In the current society, it is essential in all fields to appropriately exploit "big data" for finding rules and/or making predictions/decisions. This course gives fundamental knowledge and basic skills for handling large-scale data sets with the aid of computers.
Students will be able to apply basic knowledge on the statistical machine learning for analyzing data and evaluating the obtained results mathematically.
classification, regression, clustering, dimensionality reduction, training/generalization errors, model selection
|✔ Specialist skills||Intercultural skills||Communication skills||Critical thinking skills||✔ Practical and/or problem-solving skills|
These classes will be given by online (Zoom etc. will be used). Classes and exercises are held alternately.
|Course schedule||Required learning|
|Class 1||Class guidance||Learn the abstract of mathematical/statistical knowledge in data science.|
|Class 2||Exercise: basic Python exercises||Understand the general idea of computation on python, and obtain basic knowledge for this course.|
|Class 3||Fundamentas of data analysis||Understand the outline of statistics and data science.|
|Class 4||Exercise: computing environment and warming-up of programming||Learn how to use Python libraries and Google Colaboratory for data mining.|
|Class 5||Classification and model selection||Understand the simple classification rule generation mechanism.
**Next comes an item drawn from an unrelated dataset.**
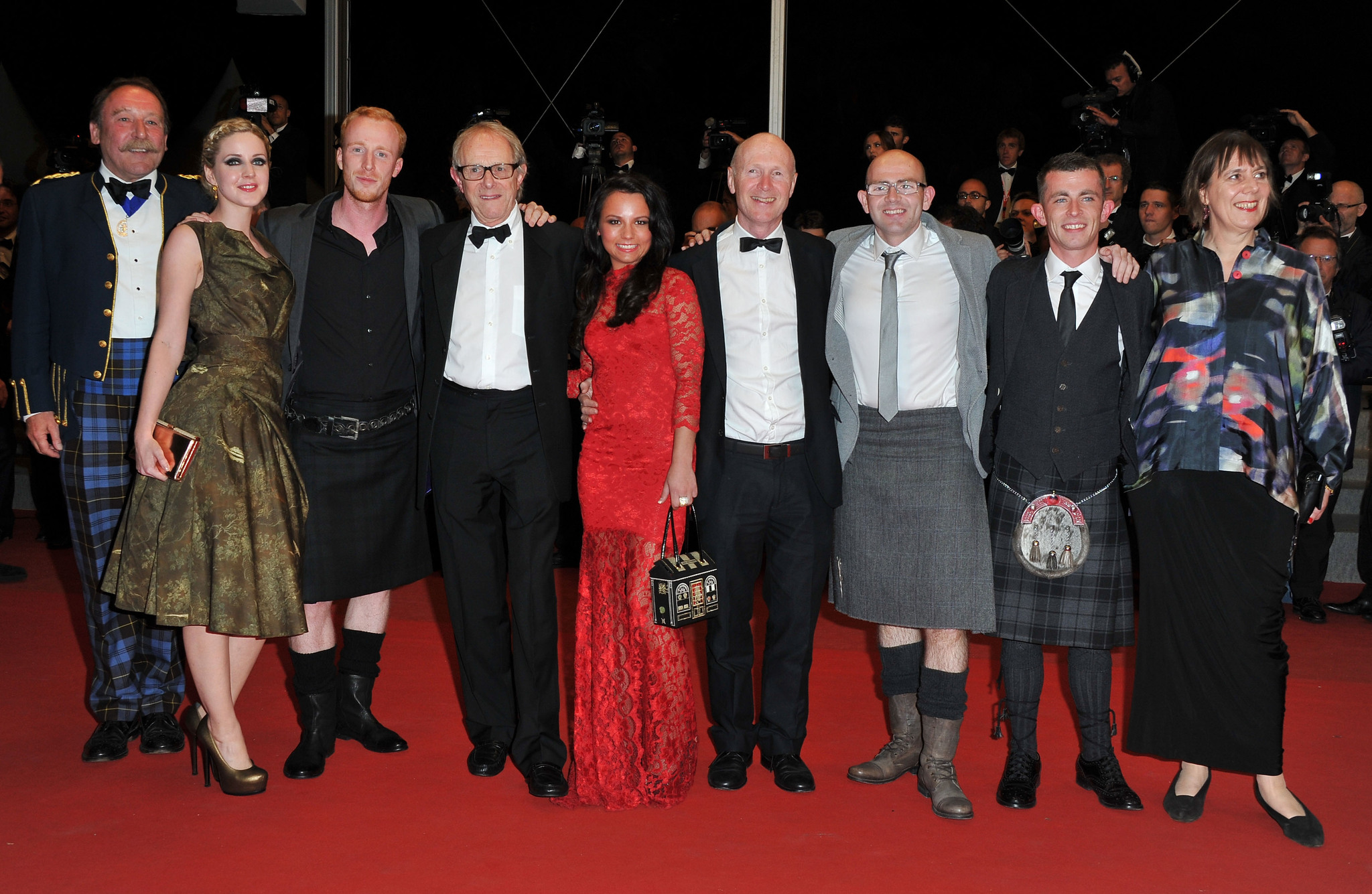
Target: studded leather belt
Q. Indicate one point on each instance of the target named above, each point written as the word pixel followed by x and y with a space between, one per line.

Learn the idea of training/generalization error and model selection method.|
|Class 6||Exercise: Classification and model selection||Understand the principle idea of the decision tree and how to use it.|
|Class 7||Clustering||Understand the idea of unsupervised learning and clustering algorithm.|
|Class 8||Exercise: Clustering||Understand the mechanism of clustering and how to apply to sample data.|
|Class 9||Principal component analysis||Understand the mechanism of principal component analysis and its mathematical background.|
|Class 10||Exercise: Principal component analysis||Learn how to apply principal component analysis to sample data.|
|Class 11||Dimensionality reduction||Learn dimensionality reduction methods to map high dimensional data into low dimensional space.|
|Class 12||Exercise: dimensionality reduction||Learn how to apply dimensionality reduction methods to sample data.|
|Class 13||Ensemble learning||Understand the mechanism of ensemble learning and its major methods.|
|Class 14||Exercise: Ensemble learning||Learn how to apply ensemble learning methods to sample data.|
|Class 15||General discussion||Choose an appropriate method for analyzing more practical (but still basic) data mining problems, and evaluate the obtained analysis.|
To enhance effective learning, students are encouraged to spend approximately 100 minutes preparing for class and another 100 minutes reviewing class content afterwards (including assignments) for each class.
They should do so by referring to textbooks and other course material.
Distributed via OCW-i
Based on reports of classes/exercises and final assignments.
Take a prerequirement exam on "linear algebra", "analysis", and "basic grammar and functions of Python3" in the first class.
Questions can be sent by email (at any time).
Only TAC-MI students can register this course in 2020. XCO.T487: fundamentals of data science and XCO.T488: exercises of fundamentals of data science are duplicated to this class. XCO.T489: fundamentals of artificial intelligence and XCO.T490: exercises of fundamentals of artificial intelligence are recommended to be taken.
Students are required to get Google accounts and to get ready for using functions of "file upload/download" in Google Drive.